I just got home from San Diego last night. The long flight gave me time to think and process my week at ISTE. While I didn't attend many sessions (in fact none that I wasn't a part of), I still found it a most beneficial conference. So what did I get out of it?
First and foremost, I got the chance to connect and reconnect with like-minded educators. Many people talk about the problem with speaking to the choir. This echo chamber created by conferences being attended, run, and presented by the same people can lead to conversations being repeated over and over. But, for me, it is the only place I find other educators who believe in change in education the way I do. It is the only place I find others who work in their classrooms, schools, districts, areas to create learning environments that are different, unique, and beneficial to students. And it is the only place I can go to hear that I am not crazy for doing what I do all year.
Next, I got the opportunity to learn about new tools and upgraded programs while strolling through the Exhibition Hall. I know that many people avoid the vendors at all costs. And some vendors I wouldn't give the time of day to (Pearson, I hope you're listening!). But there are some favorites that I love to visit. BrainPop gave me the chance to hug all my BP friends. Fablevision had me talking with an interested teacher and I got a t-shirt! Edmodo showed me ways to use the site that I hadn't known before. Glogster informed me that coming this summer are new features, such as collaborative glogs. Evan Moor showed me the new portal they created for the workbooks I use with my students. And I got two of them just for showing up. And KidBlog creator, Matt Hardy, treated me to lunch and showed me how amazing his blog platform is. I might actually switch and try it out, even though I really do love Dave Warlick and ClassBlogmeister.
I also enjoyed the presentations I was part of. While the Ignite session was the scariest presentation I have ever gone through, the rest of the presentations were so amazing that it was wonderful to be part of the audience. I was especially blown away by Traci House, Director of Technology, at Joplin Schools, who had to rebuild the school system after a series of tornadoes destroyed much of the town. I was also part of a panel discussion for Kristin Hokanson's Copyright Confusion session. It not only gave me the chance to review Fair Use Policy, but allowed me to hear from the audience about their confusion. It's a good reminder for when I teach educators in my own district. And, of course, there was the Blogging session I did with Brian Crosby.
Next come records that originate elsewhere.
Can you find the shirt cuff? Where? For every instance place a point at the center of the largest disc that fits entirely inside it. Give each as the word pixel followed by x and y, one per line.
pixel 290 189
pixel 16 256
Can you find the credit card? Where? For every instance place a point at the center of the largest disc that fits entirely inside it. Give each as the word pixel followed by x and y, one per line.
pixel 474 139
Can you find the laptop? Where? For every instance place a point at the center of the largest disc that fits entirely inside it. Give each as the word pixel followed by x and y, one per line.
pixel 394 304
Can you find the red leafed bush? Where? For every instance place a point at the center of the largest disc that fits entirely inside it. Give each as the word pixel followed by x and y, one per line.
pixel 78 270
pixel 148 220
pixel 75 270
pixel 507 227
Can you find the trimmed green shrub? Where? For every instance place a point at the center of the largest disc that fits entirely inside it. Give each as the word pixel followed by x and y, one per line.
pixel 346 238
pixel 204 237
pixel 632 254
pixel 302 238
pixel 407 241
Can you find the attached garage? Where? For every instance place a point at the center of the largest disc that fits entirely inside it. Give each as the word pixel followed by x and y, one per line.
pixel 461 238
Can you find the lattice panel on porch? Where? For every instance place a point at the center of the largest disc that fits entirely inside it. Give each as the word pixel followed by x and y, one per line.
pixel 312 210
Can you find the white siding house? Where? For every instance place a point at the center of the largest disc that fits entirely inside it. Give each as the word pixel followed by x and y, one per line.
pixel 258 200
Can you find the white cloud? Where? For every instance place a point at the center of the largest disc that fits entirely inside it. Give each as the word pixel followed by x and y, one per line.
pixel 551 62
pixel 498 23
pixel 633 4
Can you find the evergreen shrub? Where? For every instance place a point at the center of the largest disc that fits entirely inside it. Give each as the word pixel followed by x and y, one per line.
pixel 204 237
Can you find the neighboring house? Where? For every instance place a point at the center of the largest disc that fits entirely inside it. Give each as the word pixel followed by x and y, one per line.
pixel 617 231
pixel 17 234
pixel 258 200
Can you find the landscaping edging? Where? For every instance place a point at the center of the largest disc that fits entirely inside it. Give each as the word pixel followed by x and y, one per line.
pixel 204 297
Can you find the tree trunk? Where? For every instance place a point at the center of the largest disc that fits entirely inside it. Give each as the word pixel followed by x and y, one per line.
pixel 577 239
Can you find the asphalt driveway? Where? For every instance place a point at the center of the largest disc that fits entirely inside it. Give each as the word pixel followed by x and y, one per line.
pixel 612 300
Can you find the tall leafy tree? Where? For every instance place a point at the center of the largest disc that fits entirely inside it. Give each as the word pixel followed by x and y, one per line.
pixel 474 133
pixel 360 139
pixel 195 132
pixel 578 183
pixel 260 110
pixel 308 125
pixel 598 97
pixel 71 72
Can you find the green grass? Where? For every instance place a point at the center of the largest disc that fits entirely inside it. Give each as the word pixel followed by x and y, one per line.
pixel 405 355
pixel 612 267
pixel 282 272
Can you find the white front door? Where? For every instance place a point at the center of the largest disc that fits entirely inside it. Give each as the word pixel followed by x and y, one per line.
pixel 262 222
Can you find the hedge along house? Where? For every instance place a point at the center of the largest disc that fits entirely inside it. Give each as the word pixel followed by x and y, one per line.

It not only reinforced for me how much I love working with other teachers, but gave us an opportunity to talk about our new ISTE book on blogging.
|Adina and Me Dancing on the Roof|
I might not see ISTE the way others do. I didn't sit in every keynote, run from presentation to presentation, win any great prizes. But the meet ups, the Blogger's Cafe, the hallway conversations, and the connections were well worth my time and money. I love this conference and really hope to see everyone in San Antonio next year. What about you?